Kamee has created, produced, toured, and presented a vast body of work including narrative & documentary film, visual & media art, staged & immersive performances, exhibitions, magazines, anthologies, workshops, festivals, advocacy campaigns, and podcasts. Their projects have been supported by local and national funding bodies across Canada, USA and Armenia. They’re a Pushcart nominated writer, a Lambda-awarded playwright, and an alumni resident at VONA, Banff Center for Arts, and DocX (Duke University). The documentaries they’ve worked on with Oolik Productions have been supported by Sundance, Visions du Réel, HotDocs, and Catapult. Their short film Transmission (2019) – the first known Armenian science fiction film – premiered at BFI FLARE, and their documentary Symptom (2024) premiered at the SF Doc Fest and continues to circulate at festivals.

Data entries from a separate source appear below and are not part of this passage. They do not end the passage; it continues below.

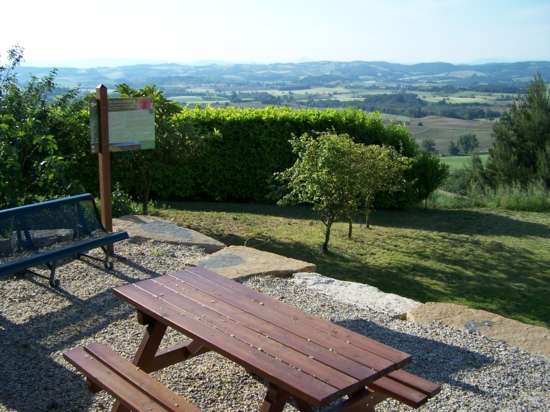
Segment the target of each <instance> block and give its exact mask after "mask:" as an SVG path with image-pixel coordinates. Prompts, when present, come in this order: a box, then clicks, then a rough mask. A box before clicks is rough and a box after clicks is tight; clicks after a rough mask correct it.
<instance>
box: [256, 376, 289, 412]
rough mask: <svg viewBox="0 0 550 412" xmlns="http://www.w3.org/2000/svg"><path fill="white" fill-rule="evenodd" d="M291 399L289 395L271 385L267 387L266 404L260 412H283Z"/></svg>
mask: <svg viewBox="0 0 550 412" xmlns="http://www.w3.org/2000/svg"><path fill="white" fill-rule="evenodd" d="M289 398H290V395H289V394H288V393H286V392H285V391H282V390H281V389H279V388H277V387H276V386H275V385H273V384H271V383H270V384H269V386H268V387H267V393H266V394H265V398H264V402H263V403H262V406H261V407H260V412H281V411H282V410H283V409H284V407H285V405H286V402H287V401H288V400H289Z"/></svg>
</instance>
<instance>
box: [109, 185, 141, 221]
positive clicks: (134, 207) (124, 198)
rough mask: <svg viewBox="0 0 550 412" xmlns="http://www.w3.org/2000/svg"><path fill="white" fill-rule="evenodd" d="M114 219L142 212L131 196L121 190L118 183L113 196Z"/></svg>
mask: <svg viewBox="0 0 550 412" xmlns="http://www.w3.org/2000/svg"><path fill="white" fill-rule="evenodd" d="M112 202H113V203H112V205H113V206H112V207H113V210H112V213H113V217H120V216H124V215H132V214H137V213H139V212H140V208H139V205H138V204H137V203H136V202H134V201H133V200H132V198H131V197H130V195H129V194H128V193H126V192H125V191H123V190H122V189H121V188H120V184H119V183H118V182H117V183H116V184H115V186H114V189H113V194H112Z"/></svg>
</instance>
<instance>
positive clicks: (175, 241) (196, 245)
mask: <svg viewBox="0 0 550 412" xmlns="http://www.w3.org/2000/svg"><path fill="white" fill-rule="evenodd" d="M113 226H114V227H115V228H116V230H126V231H127V232H128V234H129V235H130V237H140V238H145V239H152V240H158V241H160V242H170V243H175V244H180V245H184V246H198V247H200V248H202V249H204V251H205V252H206V253H212V252H216V251H218V250H220V249H223V248H224V247H225V245H224V244H223V243H221V242H219V241H217V240H216V239H212V238H211V237H208V236H206V235H203V234H202V233H199V232H197V231H195V230H192V229H187V228H185V227H181V226H178V225H176V224H175V223H172V222H169V221H166V220H163V219H160V218H158V217H153V216H141V215H128V216H123V217H121V218H118V219H113Z"/></svg>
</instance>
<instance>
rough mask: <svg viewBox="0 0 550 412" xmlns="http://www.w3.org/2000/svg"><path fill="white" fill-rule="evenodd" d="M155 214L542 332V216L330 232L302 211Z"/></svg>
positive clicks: (409, 221)
mask: <svg viewBox="0 0 550 412" xmlns="http://www.w3.org/2000/svg"><path fill="white" fill-rule="evenodd" d="M155 213H157V214H159V215H161V216H163V217H167V218H172V219H174V220H175V221H176V222H177V223H179V224H182V225H185V226H188V227H190V228H192V229H195V230H198V231H200V232H202V233H205V234H207V235H209V236H212V237H214V238H217V239H219V240H221V241H223V242H225V243H226V244H231V245H246V246H250V247H254V248H257V249H261V250H266V251H270V252H275V253H279V254H281V255H285V256H289V257H293V258H297V259H303V260H306V261H310V262H313V263H315V264H316V265H317V268H318V271H319V272H320V273H322V274H324V275H327V276H331V277H334V278H338V279H343V280H350V281H355V282H364V283H368V284H370V285H373V286H376V287H378V288H380V289H381V290H383V291H385V292H393V293H398V294H400V295H403V296H407V297H410V298H413V299H416V300H419V301H422V302H427V301H438V302H452V303H459V304H463V305H467V306H470V307H473V308H479V309H485V310H489V311H492V312H496V313H499V314H501V315H504V316H507V317H511V318H514V319H517V320H520V321H523V322H528V323H533V324H538V325H545V326H550V305H549V304H548V296H549V295H550V216H549V215H548V214H539V213H526V212H496V211H488V210H420V209H416V210H409V211H379V212H376V213H374V214H373V216H372V220H371V221H372V229H366V228H365V227H364V226H363V225H361V226H359V225H358V224H357V225H356V226H355V230H354V237H353V239H351V240H348V239H347V238H346V234H347V226H346V225H345V224H344V223H337V224H335V227H334V229H333V238H332V243H331V246H332V252H331V253H330V254H328V255H325V254H322V253H321V252H320V245H321V239H322V225H321V223H319V222H318V221H317V220H316V219H315V217H314V215H313V214H312V212H311V211H310V210H309V209H307V208H299V207H296V208H284V209H283V208H279V207H277V206H273V205H258V204H229V203H203V202H200V203H199V202H185V203H177V204H171V205H165V206H163V207H162V208H158V209H156V210H155Z"/></svg>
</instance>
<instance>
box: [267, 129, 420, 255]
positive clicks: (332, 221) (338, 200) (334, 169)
mask: <svg viewBox="0 0 550 412" xmlns="http://www.w3.org/2000/svg"><path fill="white" fill-rule="evenodd" d="M291 144H292V148H293V151H294V153H295V154H296V155H297V160H296V161H295V162H294V164H293V165H292V166H291V167H290V168H288V169H287V170H285V171H284V172H281V173H277V174H276V178H277V179H278V180H279V181H280V182H282V183H283V184H285V185H286V186H287V188H288V193H287V194H286V195H285V196H283V198H282V199H281V200H280V202H279V203H280V204H289V203H291V204H300V203H309V204H312V205H313V210H314V211H315V212H316V213H317V214H318V215H319V217H320V219H321V222H322V223H323V224H324V225H325V240H324V243H323V246H322V249H323V251H324V252H327V251H328V245H329V242H330V231H331V227H332V224H333V223H334V222H335V221H336V220H337V219H345V220H346V221H348V222H349V223H348V224H349V228H348V237H350V238H351V235H352V224H353V217H354V216H355V215H356V214H358V213H360V212H361V213H363V214H364V215H366V216H367V217H368V214H369V211H370V209H371V208H372V205H373V204H374V200H375V196H376V194H377V193H379V192H391V191H396V190H400V189H402V188H403V186H404V184H405V181H404V179H403V173H404V172H405V170H406V169H407V168H408V167H409V165H410V161H409V159H408V158H406V157H404V156H400V155H399V154H398V153H397V151H396V150H395V149H393V148H391V147H388V146H379V145H368V146H366V145H363V144H360V143H355V142H354V141H353V139H351V138H350V137H349V136H348V135H337V134H332V133H321V134H320V135H319V136H318V137H316V138H315V137H311V136H310V135H308V134H304V135H302V136H301V137H299V138H294V139H292V140H291Z"/></svg>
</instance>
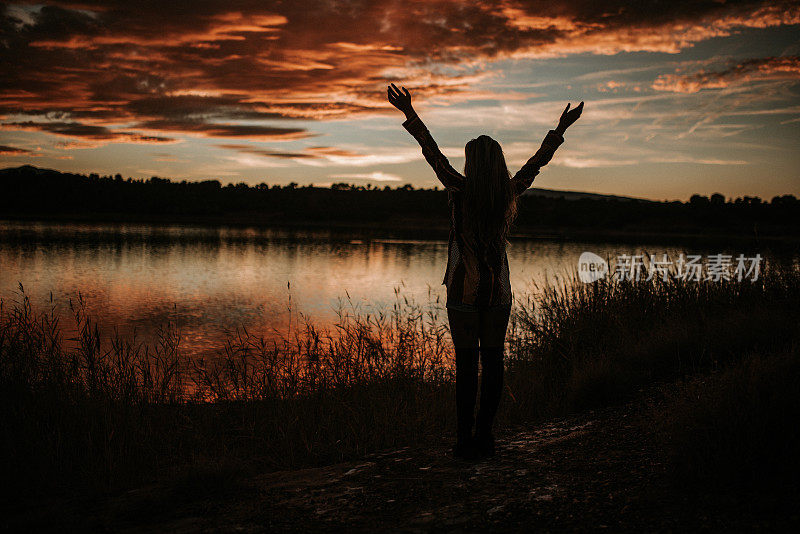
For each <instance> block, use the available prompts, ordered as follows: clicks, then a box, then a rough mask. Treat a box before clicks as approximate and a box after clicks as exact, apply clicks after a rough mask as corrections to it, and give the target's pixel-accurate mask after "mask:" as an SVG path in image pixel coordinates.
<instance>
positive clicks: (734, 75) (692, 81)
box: [653, 56, 800, 93]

Kamee recently received the 2025 Creative Capital Award, published a children’s book (The Brighter I Shine) and organized a multi-day arts program for a gathering of 4000 global-south feminist activists in Bangkok (AWID Forum 2024). For the screen, they are currently developing a short film anthology (Portals), a limited series (Ensouled) and a feature film (We Are Our Mountains). They are also touring a mixed-media monument project for Western Armenians (Flesh, Immemorial) and writing a graphic novel based on their experiences as a new, queer, neuro-spicy mother.